Beckstein: Das kann manchmal den Eindruck haben, aber ich glaube nicht, dass das richtig ist. Natürlich ist die Evangelische Kirche sehr viel näher an den Medien und an der Tagesaktualität als die Katholische Kirche, die eher in Jahrhunderten denkt. Trotzdem: Wer die Evangelische Kirche näher kennt weiß, wie viel Ernsthaftigkeit da ist, wie viel Suche nach der Wahrheit. Das was ich auch selber erlebt habe in der Zeit, wie ich an der Spitze der EKD war, dass ich Respekt gewonnen habe vor unterschiedlichen Frömmigkeitsformen. Nicht nur meine eigene Frömmigkeit, die aus dem Pietismus herauskommt, sondern auch die Frömmigkeit von Bildungsprotestanten. Das muss man einfach respektieren oder will ich respektieren. Jeder hat seinen eigenen Glauben. Und das ist etwas, worunter natürlich Evangelische Kirche manchmal auch schwer anzukämpfen hat, aber was insgesamt aus meiner Sicht ein ganz, ganz großer Vorzug ist. Wolfgang Huber hat das mal mit dem Ausdruck "evangelisch heißt Kirche der Freiheit" bezeichnet.

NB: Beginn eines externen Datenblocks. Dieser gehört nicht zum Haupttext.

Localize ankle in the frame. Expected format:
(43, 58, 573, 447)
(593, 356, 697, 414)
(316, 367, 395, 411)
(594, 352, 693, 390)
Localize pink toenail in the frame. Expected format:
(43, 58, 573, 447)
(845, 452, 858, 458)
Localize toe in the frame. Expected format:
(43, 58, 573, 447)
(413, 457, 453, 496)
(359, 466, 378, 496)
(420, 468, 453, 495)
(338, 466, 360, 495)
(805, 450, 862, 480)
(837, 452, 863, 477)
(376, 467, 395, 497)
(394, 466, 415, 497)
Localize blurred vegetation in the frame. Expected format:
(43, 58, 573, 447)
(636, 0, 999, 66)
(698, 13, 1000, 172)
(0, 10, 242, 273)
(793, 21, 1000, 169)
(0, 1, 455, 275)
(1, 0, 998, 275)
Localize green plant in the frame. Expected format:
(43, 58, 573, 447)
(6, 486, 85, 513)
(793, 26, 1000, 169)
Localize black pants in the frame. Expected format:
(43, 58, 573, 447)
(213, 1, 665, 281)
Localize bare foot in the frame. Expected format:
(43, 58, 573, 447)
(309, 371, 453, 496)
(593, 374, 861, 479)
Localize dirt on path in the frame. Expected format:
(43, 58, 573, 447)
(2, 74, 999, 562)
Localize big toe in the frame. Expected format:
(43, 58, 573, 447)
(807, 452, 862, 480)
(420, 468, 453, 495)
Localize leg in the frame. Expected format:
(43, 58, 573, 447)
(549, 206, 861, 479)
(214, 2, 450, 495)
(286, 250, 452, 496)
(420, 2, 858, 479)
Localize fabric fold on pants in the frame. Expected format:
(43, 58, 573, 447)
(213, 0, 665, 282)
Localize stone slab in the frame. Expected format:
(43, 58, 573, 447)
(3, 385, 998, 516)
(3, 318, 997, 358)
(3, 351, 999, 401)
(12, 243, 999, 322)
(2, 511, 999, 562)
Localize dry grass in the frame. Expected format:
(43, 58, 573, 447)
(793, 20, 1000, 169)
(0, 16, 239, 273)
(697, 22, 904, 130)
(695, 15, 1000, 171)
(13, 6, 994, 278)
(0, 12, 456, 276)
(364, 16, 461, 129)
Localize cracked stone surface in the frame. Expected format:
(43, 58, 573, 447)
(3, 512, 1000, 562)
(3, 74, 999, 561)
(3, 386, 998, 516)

Simon: Sie sagten gerade, jeder hat seinen eigenen Glauben. Tatsächlich ist es ja in Deutschland so, dass immer mehr Menschen nicht glauben und erst recht auch nicht in die Kirche gehen. Wie verändert das aus Ihrer Sicht unsere Gesellschaft und auch unsere Politik, denn selbst viele CDU- und CSU-Politiker gehen nicht mehr in die Kirche?
Wir haben eine dramatische Entkirchlichung
Beckstein: Zunächst: Ich glaube, das ist in der Tat eine Entwicklung, die wir auch in den Kirchen noch viel ernster nehmen müssen. Allein in meiner Generation - ich habe mal nachgerechnet, wie ich mich auf eine Rede zum Reformationstag vorbereitet habe -, in meiner Generation 1942: Wie ich das erste Mal in den Kirchenvorstand gekommen bin, sind über zehn Millionen aus der Evangelischen Kirche ausgetreten, aus der Katholischen Kirche ähnlich. Das bedeutet schon, dass wir hier eine dramatische Entkirchlichung haben. Und da muss man einerseits sehen: Sind das Punkte, wo die Kirche selber Mitschuld hat, dass sie sich zu wenig um die eigentlichen Glaubensfragen, zu wenig um den Menschen kümmert. Oder hat das damit zu tun, dass insgesamt die Frage, wie gewinne ich einen gnädigen Gott, die Luther so umgetrieben hat, heute vielen Menschen nicht mehr so ganz aktuell ist. Wobei ich allerdings sage, wer nicht an Gott glaubt, wird ja in aller Regel doch an alles Mögliche glauben. Darum meine ich schon, dass man diese Frage sehr ernst angehen muss. Insgesamt bedauere ich, wenn Volkskirche nicht mehr in der Zukunft steht, denn nach meiner Erfahrung ist Volkskirche auch etwas, was für das Gemeinwesen sehr, sehr gut ist, viel mehr Ehrenamtliche, viel mehr Sorge um andere Menschen, als wenn jeder nur für sich allein dahinlebt.
Simon: Herr Beckstein, Sie sprechen von der Entkirchlichung. Muss man in der Kirche sein, um christlich zu handeln?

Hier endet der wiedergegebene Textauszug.